When true alcohol poisoning happens, it depresses various bodily functions, including the ability to breathe and the gag reflex, which protects things from going into your airway.
"These are the two things we are most concerned about because they're most commonly associated with death from alcohol poisoning," Escott said.
Amount of alcohol
The amount of alcohol that leads to alcohol poisoning varies from person to person and can depend on a person's weight and how experienced they are with alcohol.
"It's easy for a younger, less experienced person to have more significant and serious effects," said Escott.

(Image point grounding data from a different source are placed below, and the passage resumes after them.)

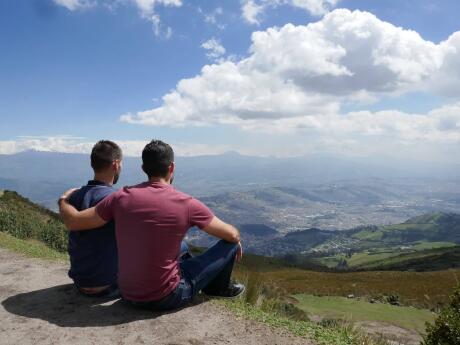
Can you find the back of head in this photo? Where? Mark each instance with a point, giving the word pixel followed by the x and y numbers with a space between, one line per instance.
pixel 157 157
pixel 103 155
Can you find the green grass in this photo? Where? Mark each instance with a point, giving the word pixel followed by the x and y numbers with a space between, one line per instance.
pixel 30 248
pixel 339 334
pixel 352 310
pixel 369 235
pixel 432 245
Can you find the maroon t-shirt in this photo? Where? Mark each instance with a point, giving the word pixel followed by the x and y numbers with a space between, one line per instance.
pixel 151 220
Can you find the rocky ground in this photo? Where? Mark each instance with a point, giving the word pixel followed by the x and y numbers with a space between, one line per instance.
pixel 40 306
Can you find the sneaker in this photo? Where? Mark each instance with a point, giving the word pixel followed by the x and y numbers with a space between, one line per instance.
pixel 234 290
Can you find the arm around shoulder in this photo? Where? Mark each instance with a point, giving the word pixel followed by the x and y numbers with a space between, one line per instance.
pixel 76 220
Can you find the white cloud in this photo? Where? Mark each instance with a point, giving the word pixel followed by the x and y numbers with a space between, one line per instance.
pixel 296 79
pixel 68 144
pixel 73 5
pixel 299 71
pixel 147 9
pixel 214 49
pixel 213 17
pixel 251 10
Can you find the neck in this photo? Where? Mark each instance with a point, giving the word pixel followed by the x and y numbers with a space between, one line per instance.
pixel 104 177
pixel 163 180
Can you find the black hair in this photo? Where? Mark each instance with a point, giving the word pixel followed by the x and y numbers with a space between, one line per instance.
pixel 157 156
pixel 103 154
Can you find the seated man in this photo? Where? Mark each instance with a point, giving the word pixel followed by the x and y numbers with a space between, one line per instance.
pixel 93 253
pixel 151 219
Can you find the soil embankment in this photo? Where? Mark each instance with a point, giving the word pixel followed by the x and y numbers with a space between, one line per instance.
pixel 40 306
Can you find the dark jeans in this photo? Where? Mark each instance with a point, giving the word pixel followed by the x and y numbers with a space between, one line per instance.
pixel 210 272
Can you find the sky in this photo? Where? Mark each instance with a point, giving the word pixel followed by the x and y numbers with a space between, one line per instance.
pixel 260 77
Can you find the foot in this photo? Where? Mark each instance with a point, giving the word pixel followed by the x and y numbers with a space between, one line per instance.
pixel 234 290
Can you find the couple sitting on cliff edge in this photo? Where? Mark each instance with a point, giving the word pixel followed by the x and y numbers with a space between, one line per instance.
pixel 130 241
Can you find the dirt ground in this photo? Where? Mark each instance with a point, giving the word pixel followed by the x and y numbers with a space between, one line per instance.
pixel 40 306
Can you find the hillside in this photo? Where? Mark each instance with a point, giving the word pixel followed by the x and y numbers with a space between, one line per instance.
pixel 23 219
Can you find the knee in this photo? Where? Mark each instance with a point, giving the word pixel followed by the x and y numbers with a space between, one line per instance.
pixel 230 246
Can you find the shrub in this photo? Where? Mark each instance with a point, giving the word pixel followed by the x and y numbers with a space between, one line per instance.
pixel 446 328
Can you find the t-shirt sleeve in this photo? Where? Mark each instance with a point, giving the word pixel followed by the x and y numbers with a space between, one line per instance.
pixel 106 207
pixel 199 214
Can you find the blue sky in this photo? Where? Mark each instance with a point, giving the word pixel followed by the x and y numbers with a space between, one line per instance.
pixel 70 70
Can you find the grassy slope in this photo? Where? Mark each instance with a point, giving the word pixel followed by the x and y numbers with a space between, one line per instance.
pixel 357 310
pixel 30 248
pixel 420 289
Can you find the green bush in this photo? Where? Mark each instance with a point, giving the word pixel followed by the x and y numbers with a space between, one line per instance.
pixel 446 328
pixel 25 220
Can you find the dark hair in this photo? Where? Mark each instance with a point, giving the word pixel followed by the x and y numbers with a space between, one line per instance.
pixel 157 156
pixel 103 154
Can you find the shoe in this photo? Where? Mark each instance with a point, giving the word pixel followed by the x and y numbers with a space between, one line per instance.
pixel 234 290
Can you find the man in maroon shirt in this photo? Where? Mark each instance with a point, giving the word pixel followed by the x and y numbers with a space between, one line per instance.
pixel 151 219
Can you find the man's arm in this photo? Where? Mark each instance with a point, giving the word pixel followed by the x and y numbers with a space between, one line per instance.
pixel 78 220
pixel 225 231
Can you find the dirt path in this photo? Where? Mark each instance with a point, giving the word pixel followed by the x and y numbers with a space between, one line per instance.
pixel 40 306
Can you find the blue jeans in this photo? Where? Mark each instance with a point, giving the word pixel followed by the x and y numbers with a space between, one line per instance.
pixel 210 272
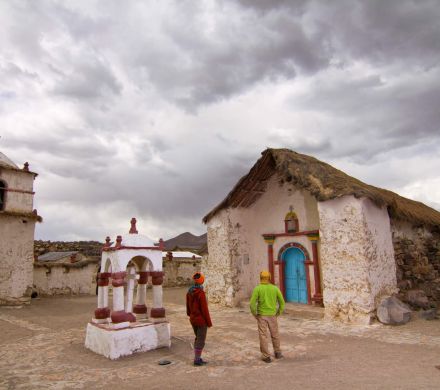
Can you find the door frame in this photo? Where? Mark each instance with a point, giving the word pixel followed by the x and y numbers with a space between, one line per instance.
pixel 281 266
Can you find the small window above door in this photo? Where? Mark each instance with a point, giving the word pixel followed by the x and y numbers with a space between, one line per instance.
pixel 291 224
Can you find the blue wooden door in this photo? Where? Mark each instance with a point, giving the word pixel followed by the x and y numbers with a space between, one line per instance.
pixel 295 283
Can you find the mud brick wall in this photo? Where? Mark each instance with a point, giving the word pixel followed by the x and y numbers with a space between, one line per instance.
pixel 418 265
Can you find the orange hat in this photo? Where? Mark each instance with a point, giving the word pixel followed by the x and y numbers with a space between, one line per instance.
pixel 265 276
pixel 198 278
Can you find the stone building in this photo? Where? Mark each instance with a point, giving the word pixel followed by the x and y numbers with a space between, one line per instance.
pixel 327 238
pixel 65 273
pixel 17 226
pixel 179 267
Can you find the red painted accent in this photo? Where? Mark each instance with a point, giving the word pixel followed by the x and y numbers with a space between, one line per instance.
pixel 102 313
pixel 157 312
pixel 157 278
pixel 119 316
pixel 131 317
pixel 118 279
pixel 304 233
pixel 133 229
pixel 281 266
pixel 19 191
pixel 102 282
pixel 143 277
pixel 317 297
pixel 270 261
pixel 139 309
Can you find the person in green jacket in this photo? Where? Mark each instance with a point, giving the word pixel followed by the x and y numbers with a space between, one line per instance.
pixel 267 303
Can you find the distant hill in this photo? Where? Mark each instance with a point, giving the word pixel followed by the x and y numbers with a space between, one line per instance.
pixel 186 241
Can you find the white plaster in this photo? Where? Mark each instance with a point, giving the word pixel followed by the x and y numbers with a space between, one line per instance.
pixel 16 239
pixel 124 342
pixel 118 298
pixel 157 296
pixel 357 258
pixel 236 233
pixel 105 296
pixel 131 276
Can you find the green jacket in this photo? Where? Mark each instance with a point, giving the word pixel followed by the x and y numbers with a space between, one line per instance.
pixel 267 300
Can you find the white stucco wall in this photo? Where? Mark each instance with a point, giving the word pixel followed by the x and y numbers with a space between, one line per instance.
pixel 357 258
pixel 59 279
pixel 237 250
pixel 179 271
pixel 16 257
pixel 24 181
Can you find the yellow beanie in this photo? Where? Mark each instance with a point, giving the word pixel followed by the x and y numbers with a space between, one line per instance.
pixel 264 276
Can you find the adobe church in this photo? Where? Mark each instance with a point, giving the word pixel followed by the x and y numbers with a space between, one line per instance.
pixel 17 226
pixel 327 238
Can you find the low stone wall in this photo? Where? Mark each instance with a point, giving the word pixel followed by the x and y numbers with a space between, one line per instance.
pixel 87 248
pixel 417 253
pixel 179 271
pixel 66 278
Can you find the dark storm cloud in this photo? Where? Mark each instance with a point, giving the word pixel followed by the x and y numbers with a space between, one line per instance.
pixel 158 108
pixel 88 81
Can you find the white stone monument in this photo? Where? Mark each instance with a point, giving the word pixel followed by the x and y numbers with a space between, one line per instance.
pixel 130 326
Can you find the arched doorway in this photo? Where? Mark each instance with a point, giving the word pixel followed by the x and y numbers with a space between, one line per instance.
pixel 295 281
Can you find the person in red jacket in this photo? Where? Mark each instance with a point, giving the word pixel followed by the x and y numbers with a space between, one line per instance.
pixel 198 312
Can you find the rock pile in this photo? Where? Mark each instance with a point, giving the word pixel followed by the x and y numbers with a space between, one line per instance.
pixel 418 271
pixel 87 248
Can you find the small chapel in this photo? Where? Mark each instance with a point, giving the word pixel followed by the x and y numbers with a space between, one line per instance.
pixel 17 227
pixel 327 239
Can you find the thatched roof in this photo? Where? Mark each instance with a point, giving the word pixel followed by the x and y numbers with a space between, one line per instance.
pixel 323 182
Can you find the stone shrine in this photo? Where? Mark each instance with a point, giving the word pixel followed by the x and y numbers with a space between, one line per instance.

Signs of alcohol poisoning
Escott says to look out for the following serious signs of alcohol poisoning and seek help immediately:
- If the person is not responsive and their level of consciousness decreases
- If the person is vomiting along with a decreased level of consciousness
- If the person is having a seizure
- If the person's breathing is slowing
- If the person is in a dangerous place like a hot tub, pool or balcony
If you see these symptoms, Escott recommends calling 9-1-1 immediately, turning the person on their side and clearing any vomit out of their mouth to prevent choking.
"It's important to remember that someone can pass out before their alcohol level has reached its maximum level, and that's really dangerous," said Escott. "You should err on the side of caution and seek help if there is a concern."
Escott recommends being responsible about drinking and looking out for one another.
Data also shows that you're more likely to commit or be a victim of a crime when there's alcohol involved. "Be responsible for yourself and your friends, it's not worth risking your life," said Escott.